Cela commence par exiger la levée immédiate de l’État d’urgence. Cela exige également de combattre les politiques d’austérité et ses conséquences et de réclamer l’annulation de la dette. Cela exige également de proposer un alternative sur la base de la rupture avec tous les traités de l’UE, avec l’euro et avec l’UE elle-même, véritables machines de guerres contre les travailleurs et les peuples. Pour nous cette alternative c’est un gouvernement par et pour les travailleurs, issu de la mobilisation unie des travailleurs et des jeunes. C’est une nécessité impérieuse face à la barbarie capitaliste.
C’est pourquoi il apparaît également urgent de s’attacher à construire un parti ouvrier socialiste et internationaliste pour défendre un tel programme. Les très nombreuses mobilisations des travailleurs et des jeunes indiquent que les conditions sont réunies pour avancer vers la construction d’un tel outil et la défense d’un tel programme. Plus que jamais, il est urgent de se battre pour l’unité d’action de toutes les organisations, de tous les militants et de groupes de militants politiques et syndicaux pour la levée immédiate de l’état d’urgence !
La liste nationaliste « Pe a Corsica », avec 37% des voix, a capitalisé le vote de rejet
Gilles Simeoni, qui conduisait la liste Per a Corsica, est donc arrivé en tête avec 35,6 % des suffrages. Il devance Paul Giacobbi, le député radical de la Haute-Corse et président sortant du Conseil exécutif qui ne rassemble que 28,6 % des votes alors qu’il était donné favori à la tête d’une liste d’ouverture qui comptait de nombreux maires de poids.
En troisième position, l’ancien ministre José Rossi (26,8 %) pour lequel Nicolas Sarkozy, le président des Républicains, avait effectué le déplacement d’Ajaccio. Enfin, bon dernier, Christophe Canioni, candidat du Front National qui a réalisé le score de 9 %, presque deux point de moins que lors du premier tour. Rappelons enfin qu’avec près de 67 % de participation, la Corse est la région où le taux de participation était le plus élevé.

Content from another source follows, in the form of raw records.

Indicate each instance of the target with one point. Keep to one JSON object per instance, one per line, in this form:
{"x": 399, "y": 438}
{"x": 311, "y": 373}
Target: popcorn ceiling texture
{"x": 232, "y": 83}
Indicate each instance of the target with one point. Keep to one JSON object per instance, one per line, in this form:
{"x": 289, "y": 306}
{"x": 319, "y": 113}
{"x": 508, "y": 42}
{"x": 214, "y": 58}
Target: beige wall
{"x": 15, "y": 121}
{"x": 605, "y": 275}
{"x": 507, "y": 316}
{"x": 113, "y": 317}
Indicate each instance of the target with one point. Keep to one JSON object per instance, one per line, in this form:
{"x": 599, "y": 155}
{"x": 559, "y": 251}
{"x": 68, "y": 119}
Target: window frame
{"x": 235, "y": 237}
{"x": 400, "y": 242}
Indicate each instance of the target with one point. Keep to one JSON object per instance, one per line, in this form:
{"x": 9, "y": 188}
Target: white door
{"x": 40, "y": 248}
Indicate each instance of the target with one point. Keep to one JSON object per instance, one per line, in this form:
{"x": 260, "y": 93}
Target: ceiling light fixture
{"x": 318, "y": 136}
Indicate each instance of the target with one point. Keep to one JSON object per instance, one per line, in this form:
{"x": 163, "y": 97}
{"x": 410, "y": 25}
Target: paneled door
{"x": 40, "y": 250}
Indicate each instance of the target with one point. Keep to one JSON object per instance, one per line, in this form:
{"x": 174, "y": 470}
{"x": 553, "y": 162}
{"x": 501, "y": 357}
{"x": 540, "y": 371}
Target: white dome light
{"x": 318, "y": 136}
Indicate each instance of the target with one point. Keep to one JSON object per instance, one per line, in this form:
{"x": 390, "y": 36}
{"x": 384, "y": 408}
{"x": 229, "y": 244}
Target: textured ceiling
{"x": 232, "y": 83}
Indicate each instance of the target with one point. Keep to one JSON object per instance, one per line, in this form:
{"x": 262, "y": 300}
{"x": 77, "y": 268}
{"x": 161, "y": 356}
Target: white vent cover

Jean-Guy Talamoni, nommé à la tête de l’Assemblée, a prononcé l’intégralité de son discours en Corse, a affirmé «Mon pays, c’est la Corse» et a demandé à nouveau la libération des prisonniers politiques corses. Vendredi, il revenait à la charge sur le sujet, parlant de ces «vingt-cinq prisonniers politiques» corses dont Yvan Colonna, condamné pour le meurtre du préfet Érignac.